Your mother is a simple woman, Percy. Don't be too hard on her, his father replied, as if he could read Percy's thoughts.
I just don't understand, Percy said as his father sat down beside him.
What's not to understand, he asked. She takes good care of us. She is a kind woman. She is comfortable with her life just the way it is. Anything different spooks her, that's all. She just worries about you Percy.
I'm not so sure about that, Dad. I mean, she seems so unhappy sometimes. Aren't we enough to make her happy?
She doesn't always know how to show it Percy, but if she didn't care, she would have gone ahead and let you eat that whole box of thingamabobs without even giving it a second thought. In her mind, she was saving you from something. That's not the action of woman who doesn't love her son. Judge not, lest ye be judged, his father said in his mock minister voice.
But she put them out for me to eat in the first place. Then she took them away because she thought they would hurt me. It doesn't make sense.
Just take the jam, Percy. Just take the jam.
Jam, Percy asked.
My mother was very much like your mother is. She rarely had time for play, or for children getting in the way. She cleaned her house, fed her family, took care of business quite well, actually. She used to make this jam, Percy. It could dissolve the finish off a wood floor just like acid It was that horrible. But she made this jam every year, and every year, even after I up and married your mother, she would send us a jar of that jam. Not so much as an I love you on a note. Just the jam. Your mother used to get so angry. She said she was angry for me, but I wasn't bothered by it in the least. It was your grandma's way of saying she loved me. It was all she had to give. That damn jam. Ya know, I used it to strip the paint off the walls in the bathroom some years back, he chuckled.

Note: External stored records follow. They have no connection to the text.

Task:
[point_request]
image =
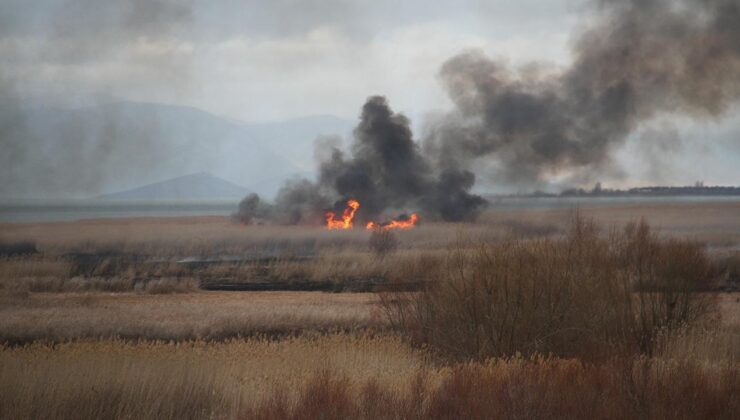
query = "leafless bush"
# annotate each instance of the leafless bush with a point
(170, 285)
(584, 295)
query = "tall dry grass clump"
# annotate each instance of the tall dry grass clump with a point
(521, 388)
(583, 295)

Very funny Dad, Percy laughed.
So, just take the jam, Percy. It's how she loves you and how she needs to love you. She don't know any other way. Just when you find you're feeling sorry for yourself, think of her, and how hard it is for her. Think about what may have made her that way.
The conversation that had transpired that night was the longest one Percy could recall having with his father in years. He decided not to question why it happened, he was just glad it did.
Are you hungry, Dad? Do you want one, Percy asked, reaching out to give his father one of the plump, stuffed leaves.
His father shrugged his shoulders. I'm just tired, Percy. Just tired, he said. Then he got up slowly as if he were pondering if he should go back into the house or go out the front door. With a soft sigh, he turned toward the living room and left Percy alone on the porch. That was the end of their father and son bonding moment. It was odd, but it was nice, and it was enough.
Percy thought of what his father had said long after the grape leaves were eaten and the box hidden in the dumpster behind the store. He might never understand his mother, and that would have to be fine. She may never understand him either, and she would have to find a way to deal with that herself.
Isn't that just the way of it, Percy thought to himself. We're all going around day by day, just coping, just trying to figure things out, trying to negotiate the many moods and ways of those around us. What is it we all truly desire but to be respected for who we are? If that is what we desire, then we can do no less than to offer that same courtesy to everyone around us.
Percy decided to take the jam, sprinkle some sugar on it, spread it on some fresh bread, and share it with Evelyn.